STEAM FAVOURITE

STEAM FAVOURITE

Size 50×40

Acrylic on canvas. Painted border.

Date 2025

Suggested minimum price £60

The Beyer Peacock K1 locomotive.
Built in 1909 to H. W. Garratt’s patent, the first of over 1000 Garratt type articulated locomotives exported from Manchester to all corners of the world.
They gave reliable service in some of the most remote places on Earth.
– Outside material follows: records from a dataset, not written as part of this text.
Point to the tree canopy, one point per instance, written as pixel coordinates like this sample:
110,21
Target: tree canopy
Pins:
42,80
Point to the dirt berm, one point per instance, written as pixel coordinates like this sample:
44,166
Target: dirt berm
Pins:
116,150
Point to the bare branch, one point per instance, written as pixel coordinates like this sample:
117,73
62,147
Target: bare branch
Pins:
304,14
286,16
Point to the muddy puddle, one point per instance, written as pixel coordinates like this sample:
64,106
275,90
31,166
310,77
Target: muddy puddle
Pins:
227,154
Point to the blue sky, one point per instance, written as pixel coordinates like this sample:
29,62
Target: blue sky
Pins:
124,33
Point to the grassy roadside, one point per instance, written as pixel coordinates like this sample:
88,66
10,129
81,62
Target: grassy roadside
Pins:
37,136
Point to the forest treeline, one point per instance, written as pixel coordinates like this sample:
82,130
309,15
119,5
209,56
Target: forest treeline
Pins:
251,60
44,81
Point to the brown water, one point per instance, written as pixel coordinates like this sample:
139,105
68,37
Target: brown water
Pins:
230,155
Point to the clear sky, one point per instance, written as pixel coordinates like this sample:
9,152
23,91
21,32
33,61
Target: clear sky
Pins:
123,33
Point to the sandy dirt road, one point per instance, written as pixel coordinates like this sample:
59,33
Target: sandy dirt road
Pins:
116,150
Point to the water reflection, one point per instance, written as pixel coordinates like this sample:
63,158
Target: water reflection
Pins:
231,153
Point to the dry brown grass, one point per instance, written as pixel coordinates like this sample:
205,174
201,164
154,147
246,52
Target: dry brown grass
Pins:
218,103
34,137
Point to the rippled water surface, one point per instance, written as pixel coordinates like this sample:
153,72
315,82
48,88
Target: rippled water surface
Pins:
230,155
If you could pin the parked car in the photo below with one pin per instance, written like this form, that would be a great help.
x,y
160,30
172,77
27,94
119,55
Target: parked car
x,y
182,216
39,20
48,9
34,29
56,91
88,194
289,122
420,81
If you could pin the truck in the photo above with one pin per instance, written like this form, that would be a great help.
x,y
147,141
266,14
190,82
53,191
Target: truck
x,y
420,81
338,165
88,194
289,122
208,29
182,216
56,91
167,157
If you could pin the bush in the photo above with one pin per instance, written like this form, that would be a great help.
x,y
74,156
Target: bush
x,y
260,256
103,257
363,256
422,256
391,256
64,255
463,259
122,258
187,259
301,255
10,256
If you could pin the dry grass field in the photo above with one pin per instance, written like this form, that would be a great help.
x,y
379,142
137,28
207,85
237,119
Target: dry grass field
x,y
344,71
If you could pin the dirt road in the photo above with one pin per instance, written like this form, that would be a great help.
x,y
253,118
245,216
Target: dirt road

K1 is one of the most significant preserved Australian steam locomotives, as it and sister K2 were the first in the world built to the Beyer-Garratt articulated locomotive design.  Beyer-Garratt locomotives took their name from the patented designs of Herbert William Garratt and were built by (or under subcontract to) Beyer Peacock & Company of Manchester.  This significant innovation in locomotive design delivered a large, efficient boiler and deep firebox slung between two bogie power units, providing the tractive effort of two locomotives without the cost of two crews.  Articulation made the Beyer-Garratt well suited to tight curves, and coupled with their high tractive effort, the Beyer-Garratt design came to be associated with steep and curvaceous railway routes. 
 
K1 was built by Beyer Peacock & Co (builder’s number 5292 of 1909) a for the Tasmanian Government Railway’s North East Dundas Tramway from Zeehan to Williamsford on Tasmania’s west coast.  K1 and K2 had a 0-4-0 + 0-4-0 wheel configuration, providing good flexibility around the tight curves of the North East Dundas Tramway.  K1 and K2 used a compound steam expansion system which was not repeated on subsequent Garratt locomotives, with the rear bogie using high pressure steam and the leading bogie further expanding the steam in larger diameter low-pressure cylinders. a  The cylinder positioning on the inside of the bogie was also not repeated on later Garratt locomotives, as this placement led to a hot cab floor. 
 
Fortunately K1 was saved for preservation as early as 1947 when it was repurchased by Beyer Peacock & Co for display at its Gorton workshops in Manchester. a  The preserved K1 contains some components of sister K2, and was apparently rebuilt with some K2 components after lying in storage at Zeehan, Tasmania since about 1939. 
 
K1 was sold to the Ffestiniog Railway in 1966 after closure of Beyer Peacock & Co.  It was subsequently displayed at the National Railway Museum, York during from the 1980’s to 1995. 
 
Since 1995, K1 has been fully overhauled and restored to operation by the “K1 Group” for use on the Welsh Highland Railway, including the construction of a new boiler.  Here it complements a fleet of more modern Beyer-Garratt locomotives in the form of ex-South African Railways NGG16-class 2-6-2 + 2-6-2 locomotives.